Miser sur des valeurs défensives

mercredi, 29.08.2018

Philippe G. Müller*

Philippe G. Müller

Ces dernières semaines, toute une série de risques géopolitiques ont fait les manchettes. Résultat: des doutes et incertitudes accrus sur l’avenir immédiat de l’économie mondiale. Qui pourtant se portait bien jusqu’ici.

Dernier incident en date: la dégringolade de la livre turque. Même si la Turquie n’est probablement pas assez importante économiquement pour que sa crise monétaire s’étende à d’autres pays émergents, cela montre tout de même avec quelle rapidité les péripéties politiques peuvent ébranler les marchés.

Entre-temps, le conflit commercial entre les Etats-Unis et la Chine s’est encore envenimé, après que le président américain Donald Trump a menacé d’instaurer des droits de douane de 25% sur 200 milliards de dollars de marchandises chinoises. Il est très probable que les Etats-Unis imposeront d’autres taxes douanières sur les importations de Chine. Il est patent que les marchés n’ont pas encore intégré tous les effets de ces mesures.

Néanmoins, l’économie mondiale poursuit sa croissance dynamique et les bénéfices des entreprises sont en hausse. Les sociétés américaines en particulier affichent une santé insolente. Chez UBS, la combinaison de fondamentaux toujours solides et de risques accrus a toutefois poussé à ajuster le positionnement tactique des investissements ces dernières semaines.

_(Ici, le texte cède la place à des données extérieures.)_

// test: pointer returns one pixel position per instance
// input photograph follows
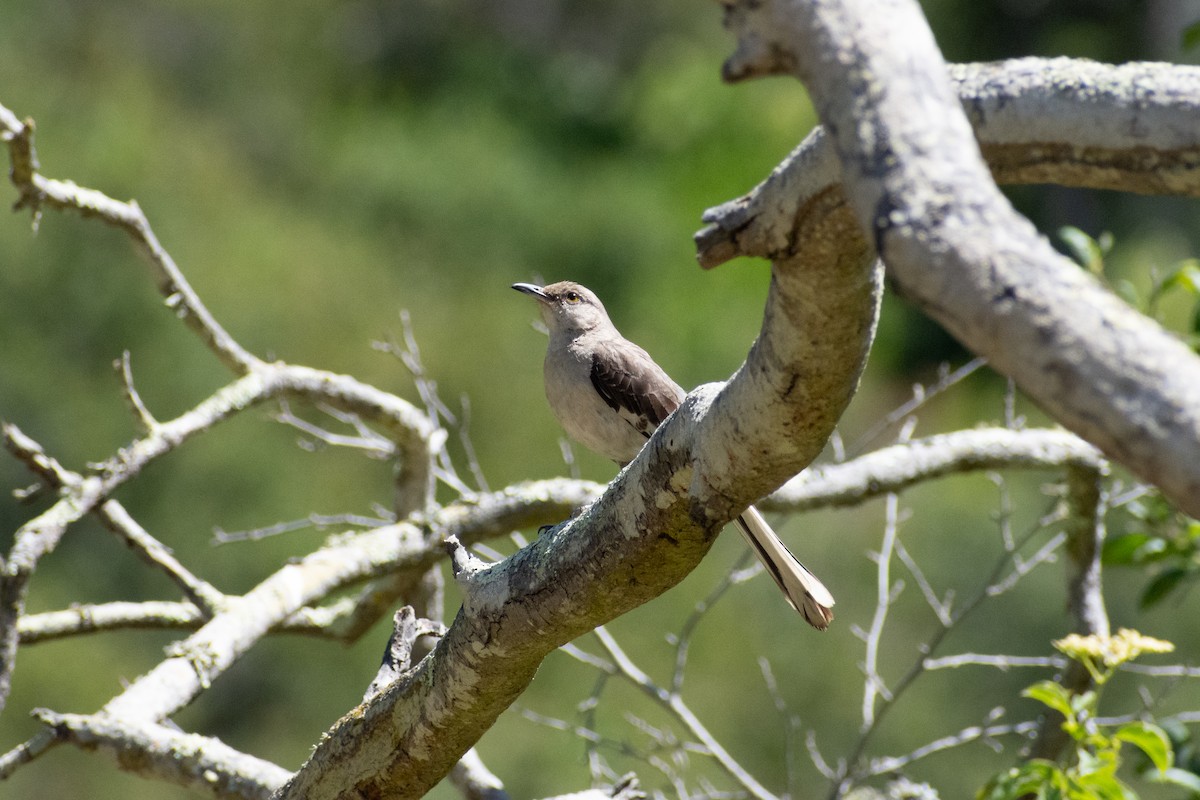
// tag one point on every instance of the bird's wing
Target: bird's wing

Tout d’abord, UBS a donné à ses portefeuilles de placements un positionnement plus neutre, en attendant toutefois la prochaine occasion de rétablir la surpondération des actifs à risque. Deuxièmement, au vu de la robuste conjoncture aux Etats-Unis, les pronostics sur les cours des monnaies ont été révisés, car la force du billet vert devrait se maintenir encore quelque temps. En raison de son rôle de valeur refuge, le franc suisse devrait évoluer de concert avec le dollar américain.
Pour ce qui est du marché des actions suisses, on constate que les résultats des entreprises au premier semestre ont été plutôt réjouissants. Depuis des mois, le marché table sur une amélioration d’environ 28% des bénéfices par rapport à l’an passé, ce qui semble réaliste.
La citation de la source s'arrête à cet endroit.